The centre said he’s not thinking about the NHL lockout – particularly what should happen if it ends during camp – but noted it would be interesting to come back and play with players in his own age group.
“I’m only a few years out of junior so it’s still fresh in my mind,” said the former Red Deer Rebels star. “There’s a lot of guys going into this camp that probably would be with their NHL camps right now so it’s one of those unique situations that doesn’t happen too often, so I’m excited to take advantage of it.”
To be sure, the lockout has been a boon to Team Canada, even without the addition of Nugent-Hopkins. Winnipeg Jets pick Mark Scheifele (No. 7 overall in 2011) of the Barrie Colts is another among the long list of first-round NHL picks – Ryan Murphy, Jonathan Huberdeau, Ryan Strome and Dougie Hamilton to name a few – who found themselves playing junior this season instead of in the NHL.
“There are a lot of great players and that’s a good thing to be a part of,” said Scheifele. “You want to challenge yourself against the best players for your age and that’s my goal. I want to make this team. I want to be a part of all those superstars and that’s what I’m looking forward to right now.”

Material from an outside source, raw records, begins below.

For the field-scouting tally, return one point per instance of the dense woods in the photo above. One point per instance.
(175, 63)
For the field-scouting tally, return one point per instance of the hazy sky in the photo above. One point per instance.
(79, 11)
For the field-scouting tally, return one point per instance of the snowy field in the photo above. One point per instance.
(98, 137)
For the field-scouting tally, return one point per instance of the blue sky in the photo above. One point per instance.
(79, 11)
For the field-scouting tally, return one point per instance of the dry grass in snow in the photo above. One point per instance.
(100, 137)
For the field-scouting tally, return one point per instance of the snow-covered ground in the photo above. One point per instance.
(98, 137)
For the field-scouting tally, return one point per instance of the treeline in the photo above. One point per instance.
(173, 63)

But make no mistake, with a team this deep, head coach Steve Spott will have to do his best juggling lines and having players adapt to playing out of position. Scheifele, a centre, said he’s already been practicing playing right wing.

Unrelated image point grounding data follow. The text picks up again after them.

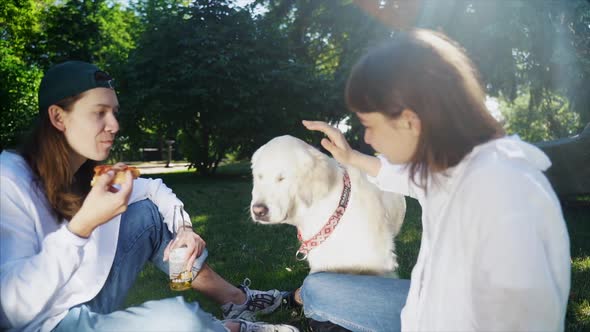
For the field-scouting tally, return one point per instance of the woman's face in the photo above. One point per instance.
(396, 139)
(91, 125)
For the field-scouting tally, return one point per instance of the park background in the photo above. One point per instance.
(220, 78)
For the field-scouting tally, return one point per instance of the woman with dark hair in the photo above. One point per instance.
(494, 253)
(69, 252)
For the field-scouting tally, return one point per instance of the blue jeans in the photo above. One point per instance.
(355, 302)
(142, 237)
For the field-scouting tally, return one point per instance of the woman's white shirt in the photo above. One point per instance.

“I’ll play any position,” said the 19-year-old who won bronze with Team Canada at last year’s tournament in Calgary. “If it was goalie, I’d play goalie. If it means playing wing, I’ll play wing.”
The players haven’t even stepped foot on the ice yet, but many are already saying this has the chance to be one of the best teams Canada has ever assembled. That notion has not been lost on players like Ottawa 67’s forward Tyler Graovac, who will be trying to crack the elite lineup.
“This is a great group of guys,” said Graovac. “To put my name in this kind of pool with some of the best junior players in the world, it gives me shivers a little bit. I’m just going to work hard because I know I belong here.”
The 6-foot-3, 180-pound forward said the toughest test for players will be trying to remain consistent throughout camp, which will see its final cuts made on Thursday.
“It’s a tough group this year,” said Graovac. “You’ve got first-round draft picks… we’ve got a lot of depth this year and it’s going to be a tough roster to crack, but I’m looking forward to it.”